The actress shared her few incidents, like, a kid pulling his eyes back and singing the ching chong china song, and a white woman asked her to stay away from her kid. But she continued to mention that it wasn’t her daily experience.
But then, Cobra Kai’s actress felt the presence of racism when she started working in the movie industry. She also talked about her article in a YouTube video.
She wrote, “It was only once I became an actor that my identity really became problematic for casting. I was employed in Australia more than once to play the victim who spoke broken English and barely contributed to a scene beyond nodding or crying.”
Kim openly talked about how her fluent English accent didn’t match her looks and was not even allowed to audition for Asian roles.
She opened up about internalized racism in Hollywood and how it makes one believe that the structure cannot change and that it has stereotyped Asian as minority characters.

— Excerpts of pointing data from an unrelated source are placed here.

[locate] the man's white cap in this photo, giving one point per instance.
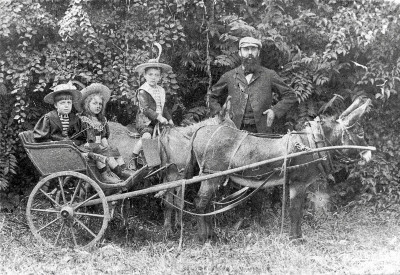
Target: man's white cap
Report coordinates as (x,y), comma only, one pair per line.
(249,42)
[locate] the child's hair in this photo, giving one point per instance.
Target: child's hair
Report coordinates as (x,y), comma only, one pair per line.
(156,68)
(101,115)
(63,96)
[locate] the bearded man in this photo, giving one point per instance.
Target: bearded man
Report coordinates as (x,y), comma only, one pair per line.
(250,85)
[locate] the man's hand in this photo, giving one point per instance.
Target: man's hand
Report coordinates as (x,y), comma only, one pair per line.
(270,117)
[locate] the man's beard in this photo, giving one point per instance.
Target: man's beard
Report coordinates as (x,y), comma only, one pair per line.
(250,63)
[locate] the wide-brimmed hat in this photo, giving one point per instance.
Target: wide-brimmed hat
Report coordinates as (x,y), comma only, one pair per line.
(249,42)
(63,88)
(154,63)
(94,88)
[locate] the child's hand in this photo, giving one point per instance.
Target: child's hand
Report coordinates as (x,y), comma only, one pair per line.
(162,119)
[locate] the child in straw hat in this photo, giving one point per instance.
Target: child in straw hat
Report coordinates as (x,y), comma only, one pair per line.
(151,98)
(97,132)
(60,124)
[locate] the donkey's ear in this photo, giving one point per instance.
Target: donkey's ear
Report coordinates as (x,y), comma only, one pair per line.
(356,114)
(226,108)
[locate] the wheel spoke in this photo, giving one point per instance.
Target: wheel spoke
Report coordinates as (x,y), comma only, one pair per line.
(90,215)
(45,210)
(50,223)
(61,183)
(73,235)
(85,227)
(85,201)
(78,187)
(59,234)
(50,198)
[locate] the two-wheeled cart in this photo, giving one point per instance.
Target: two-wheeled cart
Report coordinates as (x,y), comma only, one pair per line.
(69,206)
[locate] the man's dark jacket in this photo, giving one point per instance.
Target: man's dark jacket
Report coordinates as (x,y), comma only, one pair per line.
(49,128)
(258,92)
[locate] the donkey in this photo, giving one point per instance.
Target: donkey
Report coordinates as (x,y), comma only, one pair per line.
(217,148)
(174,152)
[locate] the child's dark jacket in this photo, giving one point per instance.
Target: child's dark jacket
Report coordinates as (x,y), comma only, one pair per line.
(49,128)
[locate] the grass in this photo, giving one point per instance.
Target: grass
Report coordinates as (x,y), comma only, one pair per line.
(345,242)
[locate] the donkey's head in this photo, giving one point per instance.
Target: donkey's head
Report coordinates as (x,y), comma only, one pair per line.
(348,131)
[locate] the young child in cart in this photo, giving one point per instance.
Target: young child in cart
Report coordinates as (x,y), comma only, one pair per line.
(60,124)
(151,98)
(96,133)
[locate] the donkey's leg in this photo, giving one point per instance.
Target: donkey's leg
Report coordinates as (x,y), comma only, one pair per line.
(179,203)
(168,209)
(206,192)
(297,193)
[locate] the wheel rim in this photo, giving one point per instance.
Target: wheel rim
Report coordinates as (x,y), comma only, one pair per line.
(56,213)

“In America, Asian actors are often strangled by ethnic restrictions placed on us. So many casting notices indicate that one must match the role, ethnically speaking, in order to audition.”
“In drama school I was Lady Macbeth but in the industry I was Lotus the Massage Therapist,” the actress shared.
And she mentioned that representations matter to those from different ethnicities in Hollywood. She realized it by watching K-dramas in 2020.
She wrote, “Representation matters. You hear it all the time from all the underrepresented groups pushing our culture toward inclusivity.”